New York Mayor polls: Zohran Mamdani, 33, accused of having a 'silver spoon'; What is the Indian-American’s Punjab link
Mayor Eric Adams officially kicked off his independent reelection campaign Thursday, vowing to fight for “working-class New Yorkers” while taking sharp aim at Indian-American Democratic nominee Zohran Mamdani, a progressive upstart who stunned the political world by defeating Andrew Cuomo in the primary.
"This election is a choice between a candidate with a blue collar and one with a 'silver spoon'," Adams said, adding, "A choice between dirty fingernails and manicured nails."
Adams framed himself as a street-savvy pragmatist against what he called Mamdani’s out-of-touch idealism.
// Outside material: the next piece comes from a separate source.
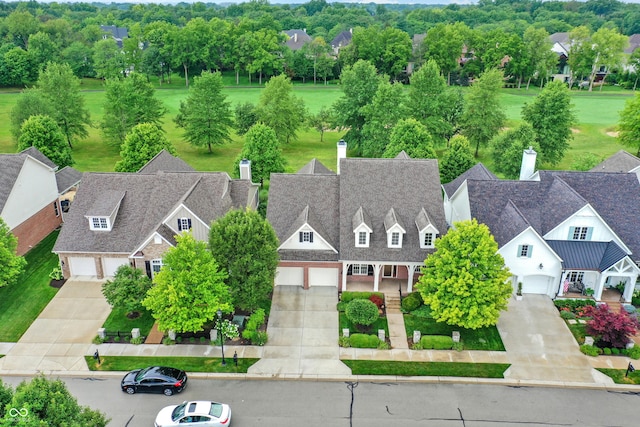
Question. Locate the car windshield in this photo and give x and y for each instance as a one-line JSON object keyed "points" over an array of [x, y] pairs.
{"points": [[178, 412], [216, 409]]}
"I'm not interested in Twitter politics; I'm interested in getting the trash picked up," Adams told his supporters Thursday, taking a dig at Mamdani.
"I'm not interested in slogans; I'm interested in solutions."
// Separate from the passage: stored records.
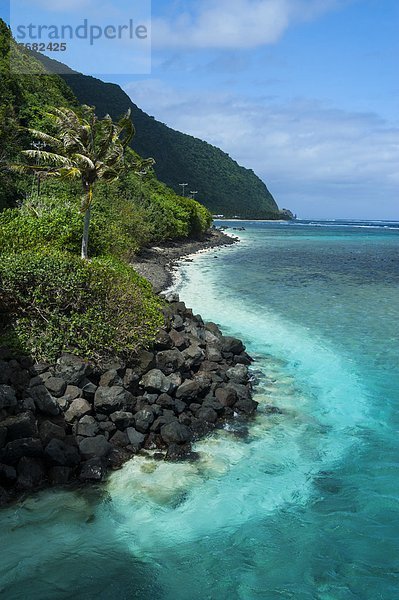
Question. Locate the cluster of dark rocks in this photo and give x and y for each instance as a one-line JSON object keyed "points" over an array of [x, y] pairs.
{"points": [[73, 420]]}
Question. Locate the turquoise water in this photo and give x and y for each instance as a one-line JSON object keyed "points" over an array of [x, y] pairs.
{"points": [[305, 506]]}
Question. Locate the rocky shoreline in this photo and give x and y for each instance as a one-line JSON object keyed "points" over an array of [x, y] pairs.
{"points": [[70, 422], [157, 263]]}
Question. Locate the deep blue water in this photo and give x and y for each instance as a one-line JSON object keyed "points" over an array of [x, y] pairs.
{"points": [[305, 507]]}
Mamdani, 33, a democratic socialist and state assemblyman, has surged to prominence with a grassroots campaign focused on the city’s cost-of-living crisis.
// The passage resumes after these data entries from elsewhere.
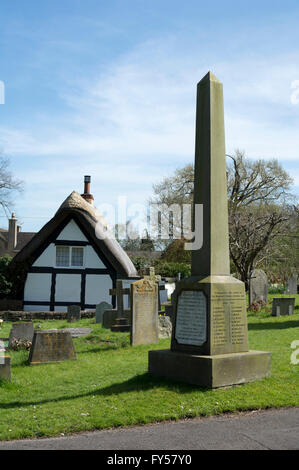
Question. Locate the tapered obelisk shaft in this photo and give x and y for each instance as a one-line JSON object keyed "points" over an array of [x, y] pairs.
{"points": [[210, 186]]}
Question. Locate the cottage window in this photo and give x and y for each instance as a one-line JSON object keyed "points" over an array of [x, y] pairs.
{"points": [[69, 256], [77, 256]]}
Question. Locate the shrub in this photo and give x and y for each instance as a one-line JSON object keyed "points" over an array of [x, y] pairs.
{"points": [[171, 269]]}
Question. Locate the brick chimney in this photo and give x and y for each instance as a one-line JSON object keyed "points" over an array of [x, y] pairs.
{"points": [[12, 233], [86, 195]]}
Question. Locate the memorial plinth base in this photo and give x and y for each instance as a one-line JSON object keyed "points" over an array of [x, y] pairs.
{"points": [[5, 368], [210, 371]]}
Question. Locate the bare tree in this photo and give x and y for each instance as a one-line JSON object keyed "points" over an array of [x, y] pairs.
{"points": [[9, 185], [259, 201]]}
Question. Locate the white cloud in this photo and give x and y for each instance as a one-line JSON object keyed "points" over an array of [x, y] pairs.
{"points": [[136, 121]]}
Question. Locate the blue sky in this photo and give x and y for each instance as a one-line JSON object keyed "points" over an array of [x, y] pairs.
{"points": [[108, 88]]}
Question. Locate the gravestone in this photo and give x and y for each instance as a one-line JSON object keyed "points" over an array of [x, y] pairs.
{"points": [[209, 344], [21, 332], [292, 284], [149, 273], [283, 306], [258, 286], [144, 312], [73, 313], [169, 310], [100, 309], [110, 316], [5, 373], [51, 346]]}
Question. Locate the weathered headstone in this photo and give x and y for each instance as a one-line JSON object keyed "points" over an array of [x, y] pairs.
{"points": [[283, 306], [292, 285], [21, 332], [144, 312], [110, 316], [73, 313], [5, 373], [258, 286], [51, 346], [149, 273], [209, 345], [100, 309]]}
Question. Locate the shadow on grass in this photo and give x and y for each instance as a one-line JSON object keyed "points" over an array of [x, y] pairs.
{"points": [[139, 383], [273, 326]]}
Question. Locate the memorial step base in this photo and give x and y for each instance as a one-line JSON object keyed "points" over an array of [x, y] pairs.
{"points": [[210, 371], [121, 325]]}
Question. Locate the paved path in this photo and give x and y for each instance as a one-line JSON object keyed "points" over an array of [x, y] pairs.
{"points": [[268, 429]]}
But Adams, freshly cleared of federal corruption charges, is betting that moderate voters still prefer his brand of swagger and public safety-first politics.
Two days ago, progressive upstart Mamdani declared a stunning Democratic primary victory over former Gov Andrew Cuomo, the presumed favourite despite a sexual harassment scandal that forced him from office four years ago.
Results will be finalised after the city's ranked-choice vote-counting resumes July 1, and the winner advances to November's election against candidates, including Republican Curtis Sliwa, the founder of the Guardian Angels anti-crime group.
Mamdani is the son of Mahmood Mamdani, a professor at Columbia University, of Gujarati Muslim descent, and his mother is Mira Nair, an Indian-American filmmaker from Punjab and recipient of the Padma Bhushan award. He graduated from a private liberal arts college, worked as a foreclosure prevention counselor, and had a side hustle as a rapper before first being elected to the New York Assembly in 2020.